"Floating point exception" in test cases

Open forum for general discussions relating to PLASMA.

Re: "Floating point exception" in test cases

Postby mateo70 » Tue Sep 10, 2013 5:35 am

Hello Jim,
Sorry for the long delay, prep for teachings took me some time during last weeks.
Could you please try the following patch to replace the environment variable. (PLASMA_NUM_THREADS_NUMA will still overwrite the automatic detection through HwLoc if required)
Thank you,

Code: Select all
Index: control/plasmaos-hwloc.c
===================================================================
--- control/plasmaos-hwloc.c   (révision 3607)
+++ control/plasmaos-hwloc.c   (copie de travail)
@@ -24,6 +24,7 @@
 #include <hwloc.h>
 
 static hwloc_topology_t plasma_topology = NULL; /* Topology object */
+static hwloc_topology_t plasma_full_topology = NULL; /* Topology object of the whole machine */
 static volatile int     plasma_nbr = 0;
 
 void plasma_topology_init(){
@@ -57,6 +58,11 @@
         hwloc_topology_destroy(plasma_topology);
 
         topo_initialized = 0;
+
+        if (plasma_full_topology != NULL) {
+            /* Destroy tpology */
+            hwloc_topology_destroy(plasma_full_topology);
+        }
     }
     pthread_mutex_unlock(&mutextopo);
 }
@@ -175,7 +181,21 @@
     hwloc_obj_t      obj;
     int thrdnbr = 1;
 
-    obj = hwloc_get_obj_by_type(plasma_topology, HWLOC_OBJ_NODE, 0);
+    if (plasma_full_topology == NULL) {
+
+        /* Allocate and initialize topology object.  */
+        hwloc_topology_init(&plasma_full_topology);
+
+        /* Set flag for the whole system */
+        hwloc_topology_set_flags(plasma_full_topology, HWLOC_TOPOLOGY_FLAG_WHOLE_SYSTEM);
+
+        /* Perform the topology detection.  */
+        hwloc_topology_load(plasma_full_topology);
+
+        /* Get the number of cores (We don't want to use HyperThreading */
+        sys_corenbr = hwloc_get_nbobjs_by_type(plasma_full_topology, HWLOC_OBJ_CORE);
+    }
+    obj = hwloc_get_obj_by_type(plasma_full_topology, HWLOC_OBJ_NODE, 0);
 
     /* Get a copy of its cpuset that we may modify.  */
     if (obj != NULL) {
mateo70
 
Posts: 98
Joined: Fri May 07, 2010 3:48 pm

Re: "Floating point exception" in test cases

Postby jimy_b » Tue Sep 10, 2013 11:18 am

Thanks for the patch.
I implemented it and recompiled.
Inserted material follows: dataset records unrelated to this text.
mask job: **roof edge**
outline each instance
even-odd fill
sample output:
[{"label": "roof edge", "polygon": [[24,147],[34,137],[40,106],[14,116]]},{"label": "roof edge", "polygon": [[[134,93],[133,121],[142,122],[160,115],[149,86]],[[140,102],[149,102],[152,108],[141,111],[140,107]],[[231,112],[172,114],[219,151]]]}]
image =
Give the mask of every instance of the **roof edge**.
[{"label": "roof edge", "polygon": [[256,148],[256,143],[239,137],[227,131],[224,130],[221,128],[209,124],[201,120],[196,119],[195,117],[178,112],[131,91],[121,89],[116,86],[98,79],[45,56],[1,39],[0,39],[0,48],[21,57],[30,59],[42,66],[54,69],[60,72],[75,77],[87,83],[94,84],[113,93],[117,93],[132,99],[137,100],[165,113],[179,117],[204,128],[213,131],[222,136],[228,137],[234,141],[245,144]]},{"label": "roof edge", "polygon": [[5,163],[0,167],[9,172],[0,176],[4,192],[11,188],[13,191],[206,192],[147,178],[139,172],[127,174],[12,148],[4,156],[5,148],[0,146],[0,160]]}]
However it still crashes at the same place without the env var due to plasma->group_size==0.

Code: Select all
obj = hwloc_get_obj_by_type(plasma_full_topology, HWLOC_OBJ_NODE, 0);


This line still queries the zeroth node like before. I will query the OpenMPI people about this.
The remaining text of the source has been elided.